How do you sell a customer on a new product and make a positive lasting impression of the store? An interaction at store checkout reveals the good, the bad and the ugly truth about the importance of being accurate.
As the employee scanned my groceries, she took note of the six pack of coconut juice—that trendy, natural hydrator—approaching her on the conveyor belt.
“I prefer coconut water,” she said.
Hmmm... I thought. “Aren’t those marketing terms for the same thing?”
Apparently not.* She went on to explain the three types of coconut liquids, from milder water from the youngest of coconuts to sweeter juice from slightly older coconuts to decadent milk from the fruit’s white lining. I had no idea whether she told the truth, but what she revealed was plausible. And, heck, since she said that she grew up in Hawaii—land of coconuts—I figured she must be a credible source.
“What’s your favorite brand?”
“Naked. You can grab one of the cartons on me.”
I took two, for comparison’s sake.
That’s when the conversation took a turn.

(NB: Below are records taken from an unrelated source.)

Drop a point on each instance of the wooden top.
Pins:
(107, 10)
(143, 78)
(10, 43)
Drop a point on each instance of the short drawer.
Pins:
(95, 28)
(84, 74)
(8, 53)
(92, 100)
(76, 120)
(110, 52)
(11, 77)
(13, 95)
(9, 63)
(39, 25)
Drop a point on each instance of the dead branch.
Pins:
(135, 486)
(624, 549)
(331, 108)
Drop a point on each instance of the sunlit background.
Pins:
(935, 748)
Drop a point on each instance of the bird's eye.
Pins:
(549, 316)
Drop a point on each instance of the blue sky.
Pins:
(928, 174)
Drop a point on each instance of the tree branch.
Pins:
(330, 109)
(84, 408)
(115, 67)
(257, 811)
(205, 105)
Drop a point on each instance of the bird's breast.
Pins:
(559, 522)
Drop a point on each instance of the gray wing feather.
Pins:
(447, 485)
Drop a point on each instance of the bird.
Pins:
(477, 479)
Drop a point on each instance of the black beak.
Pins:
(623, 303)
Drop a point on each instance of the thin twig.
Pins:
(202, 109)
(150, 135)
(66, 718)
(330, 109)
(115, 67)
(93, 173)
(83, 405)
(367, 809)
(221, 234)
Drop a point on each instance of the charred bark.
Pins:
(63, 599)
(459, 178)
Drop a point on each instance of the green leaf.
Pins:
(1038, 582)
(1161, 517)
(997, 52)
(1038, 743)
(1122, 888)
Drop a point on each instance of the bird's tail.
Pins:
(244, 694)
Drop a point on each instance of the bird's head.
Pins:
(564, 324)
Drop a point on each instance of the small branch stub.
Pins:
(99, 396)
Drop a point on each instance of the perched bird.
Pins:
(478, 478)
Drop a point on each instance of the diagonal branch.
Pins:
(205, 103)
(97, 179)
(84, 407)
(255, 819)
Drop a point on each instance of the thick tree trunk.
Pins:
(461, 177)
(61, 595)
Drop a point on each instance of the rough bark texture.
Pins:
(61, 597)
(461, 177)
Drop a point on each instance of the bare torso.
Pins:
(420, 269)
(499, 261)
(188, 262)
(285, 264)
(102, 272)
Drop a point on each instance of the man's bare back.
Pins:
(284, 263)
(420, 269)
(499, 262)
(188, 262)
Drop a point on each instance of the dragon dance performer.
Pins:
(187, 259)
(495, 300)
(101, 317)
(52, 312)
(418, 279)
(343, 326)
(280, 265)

“One thing I didn’t see: organic coconut water. Does it exist?”
“Well, we wouldn’t carry it because the coconuts are grown in another country, and we have no way of knowing if they meet USDA organic standards.”
Hmmm... I thought. “What about USDA Organic quinoa?” Not to mention the many other imported products that are USDA certified organic?
And, as if saved by the bell, she rang up my last item and called the score: “That’ll be $61.02.”
The ugly truth
The employee’s spiel on coconut water may have been accurate—at the very least, she was right that some brands are sweeter than others and that coconut milk is a very different product from coconut water. But the second half of our conversation put her credibility in question because I knew better about USDA organic standards. The result? I left with mixed feelings about the store.
*Apparently not to her at least. In fact, food marketers seem to use the terms interchangeably.